Изредка я шепчу «Привет!» ледяной звезде.

Как сказал бы чиновник, в рамках данной депеши

следует упомянуть замерзшее озеро, где

летом славно ловится окунь. Аз смраден, грешен.

Как зека — овчарок, я слушаю лай дворняг.

Страшный суд отложен, и музыка ухо режет.

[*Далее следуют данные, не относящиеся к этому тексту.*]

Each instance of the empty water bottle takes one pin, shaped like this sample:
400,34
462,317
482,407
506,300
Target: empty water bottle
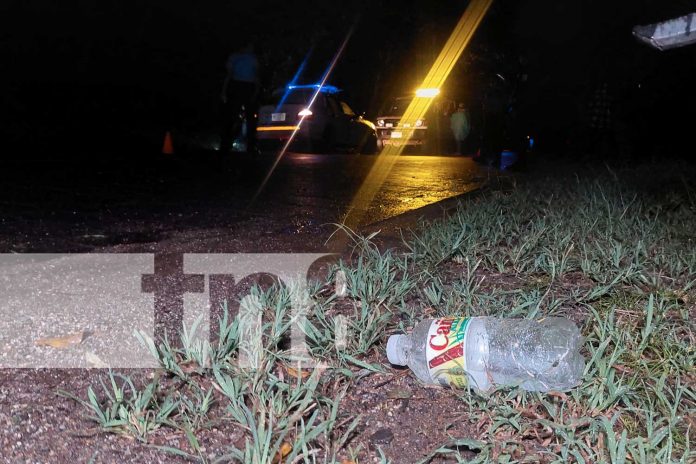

За рекою в город торопится товарняк,

издавая то волчий вой, то чугунный скрежет.


***

От нежданного шкалика нет алкоголику

такого блаженства, как

получает играющий в крестики-нолики

в мировых электронных сетях.

Жизнь пропащую — школьную ли, вокзальную

цыганской скрипочки слезный визг

позабудет связавшийся с виртуальною

реальностью, услыхавший писк

мышки с кнопочкою, — так первые зрители

с неземным восторгом, давным-давно

выходили из темного зала, где видели

невероятную вещь под названьем «кино» —

обливались клоуны ледяной водицею,

паровоз летел прямо в первый ряд…

Это все, господа мои, репетиция.

Через двадцать-тридцать лет, говорят,

будут аэропланы, как гуси осенние,

летать через Атлантику, и всерьез

ученые медики начнут наступление

на тиф брюшной и туберкулез.

Будут вооружены капитан-исправники

атомными ружьями, облагородится нрав

человечества, и по всем краям, даже в Африке,

распространится беспроволочный телеграф…


***

У двери порог. На дворе пророк —

неопрятный тип, отставной козы

барабанщик, мямлит, да все не впрок,

и за кадром показывает язык

подворотням, воронам, облакам

белокаменным, за которыми

ангел, как щенок, молоко лакал

из лазурной миски. Ау! Возьми

пять рублей, заика, на выпивон.

У тебя яичница в бороде.

«Я зовусь Никто, — отвечает он, —

я зовусь Никто и живу нигде».

«Неужели даже прописки нет?»

«Горе всем родившимся, потому

что напрасно вы убавляли свет

и напрасно всматривались во тьму».

«На себя погляди, и глаза промой».

«Жизнь тебе дороже, а смерть родней,

луч заката, двигаясь по прямой,

Млечный путь огибает за девять дней.

А иных пророчеств, от сих до сих,

Не бывает». «Ну и гуд-бай, чудак!»

Зря я беспокоюсь. Обычный псих.

Их немало в нынешних городах.


***

Отражаются лужи в древесном небе.

Тополя прекрасны в своей наготе.

Негромко поёт старик, никому не потребен,

кроме собственных отпрысков, да и те

неохотно звонят ему — и не то что денег

жаль на междугородные, но такой тариф

разорительный — даже зажиточного разденет.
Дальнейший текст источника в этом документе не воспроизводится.